Pour bien trop longtemps, la pensée religieuse se proposait en alternative socio-politique. Dans le monde arabo-musulman, c’est même une histoire bien vieille avec toutes les tentatives réformistes des premières et dernières heures, toutes les frustrations historiques et de tous genres, le colonialisme, les débacles post-indépendance(s),les dictatures de tous discours et vents et aujourd’hui encore la dépendance, l’impérialisme de milles mèches et messes, l’occupation, les crises si aigues et tout ce ‘cholestérol politique’ qui boûche terre et artères, d’un bord comme de l’autre.

Pour éviter la polémique à contre-temps ou pied, nous ne chercherons pas appui dans le discours idéologique et faisons par souci d’économie table rase d’arguments anciens et souvent non moins métaphysiques que cette pensée elle-même, du genre ‘opium ou pas, consolation, dépassement, compensations secondaires, récupératio de la souffrance, transcendance et autres pierres-clichés du bâtis discursif aujourd’hui de fibre assez consacrée.
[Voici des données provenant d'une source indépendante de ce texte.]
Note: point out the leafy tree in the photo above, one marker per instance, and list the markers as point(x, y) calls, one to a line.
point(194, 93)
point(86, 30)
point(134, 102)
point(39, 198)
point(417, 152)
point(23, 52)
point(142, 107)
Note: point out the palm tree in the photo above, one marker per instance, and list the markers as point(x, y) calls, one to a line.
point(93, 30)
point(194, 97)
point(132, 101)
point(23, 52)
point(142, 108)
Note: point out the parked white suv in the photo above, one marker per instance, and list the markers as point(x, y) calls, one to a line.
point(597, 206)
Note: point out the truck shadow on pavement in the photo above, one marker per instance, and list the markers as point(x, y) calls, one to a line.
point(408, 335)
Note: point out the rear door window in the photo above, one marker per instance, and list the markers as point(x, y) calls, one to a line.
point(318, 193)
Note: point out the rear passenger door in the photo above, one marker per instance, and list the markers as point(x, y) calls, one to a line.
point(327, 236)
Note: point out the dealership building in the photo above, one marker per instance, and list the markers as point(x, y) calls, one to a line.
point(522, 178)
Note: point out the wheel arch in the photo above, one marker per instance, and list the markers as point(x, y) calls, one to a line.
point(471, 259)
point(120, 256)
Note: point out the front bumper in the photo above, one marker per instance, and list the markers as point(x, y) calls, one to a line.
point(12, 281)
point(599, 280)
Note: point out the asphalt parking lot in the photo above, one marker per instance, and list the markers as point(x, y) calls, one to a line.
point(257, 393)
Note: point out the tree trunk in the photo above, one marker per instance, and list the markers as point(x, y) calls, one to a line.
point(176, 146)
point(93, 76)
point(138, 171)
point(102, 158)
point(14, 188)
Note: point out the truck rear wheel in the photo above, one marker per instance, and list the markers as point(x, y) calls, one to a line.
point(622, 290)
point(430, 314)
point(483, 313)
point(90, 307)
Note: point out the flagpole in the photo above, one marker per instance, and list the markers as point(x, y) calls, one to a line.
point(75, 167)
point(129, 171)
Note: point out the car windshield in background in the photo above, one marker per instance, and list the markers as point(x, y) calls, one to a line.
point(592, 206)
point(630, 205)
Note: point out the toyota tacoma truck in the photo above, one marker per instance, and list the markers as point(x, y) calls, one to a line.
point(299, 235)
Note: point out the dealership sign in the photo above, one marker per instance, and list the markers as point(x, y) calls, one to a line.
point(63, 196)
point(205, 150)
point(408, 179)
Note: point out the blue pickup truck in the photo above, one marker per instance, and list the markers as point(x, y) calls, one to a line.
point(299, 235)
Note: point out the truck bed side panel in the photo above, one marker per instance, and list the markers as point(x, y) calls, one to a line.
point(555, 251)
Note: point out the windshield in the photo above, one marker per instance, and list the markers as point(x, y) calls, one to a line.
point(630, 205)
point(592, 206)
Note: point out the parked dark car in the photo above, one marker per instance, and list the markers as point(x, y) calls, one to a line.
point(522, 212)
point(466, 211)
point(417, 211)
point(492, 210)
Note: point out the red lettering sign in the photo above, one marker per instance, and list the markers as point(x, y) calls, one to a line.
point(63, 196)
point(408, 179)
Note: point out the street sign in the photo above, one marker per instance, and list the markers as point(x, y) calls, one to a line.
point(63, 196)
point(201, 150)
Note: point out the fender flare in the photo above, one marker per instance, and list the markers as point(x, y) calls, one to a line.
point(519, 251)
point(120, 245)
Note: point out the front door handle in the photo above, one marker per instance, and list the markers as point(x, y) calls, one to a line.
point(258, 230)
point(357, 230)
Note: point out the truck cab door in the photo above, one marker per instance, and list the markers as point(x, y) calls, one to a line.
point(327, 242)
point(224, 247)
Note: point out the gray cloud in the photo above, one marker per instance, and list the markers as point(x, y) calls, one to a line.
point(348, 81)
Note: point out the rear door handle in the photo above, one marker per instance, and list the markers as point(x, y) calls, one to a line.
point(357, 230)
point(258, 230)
Nous chercherons plutôt appui dans l’économie, la politique et, bien entendu, la société.

Les cas, fort intéressants, qui s’offrent dans l’actualité mondiale laissent voir en premier plan une situation de crise profonde et généralisée. A la base, un système injuste qui, pour des siècles, fait sa loi: le capitalisme comme mode de production et de domination aux deux échelles nationale et internationale. Une minorité qui s’enrichit ( à multiplier par le nombre de pays) et des majorités nationales qui s’appauvrissent à divers degrés. La chute du mur de Berlin – résumé de la fin de la bipolarité purement idéologique – s’est avérée plus déstructurante pour la Capital. Victoire courte, elle se transforme aujourd’hui et en moins d’à peine deux décennies en crise ouverte. Ce n’était pas que le Capital ignorait ses intérêts de fond mais il est de sa nature de porter en lui et en tout temps les germes de sa déconfiture. Ainsi, avec un pôle unique, il s’ouvrait simultanément deux chantiers énormes: la montée des concurrences internes (centre et périphéries) et l’absence – ou disons la défaite – des formes ‘étatiques’ de son opposé idéologique ou, tout simplement, politique. Bref, disons encore en résumé ‘le socialisme officiel ou d’Etats’.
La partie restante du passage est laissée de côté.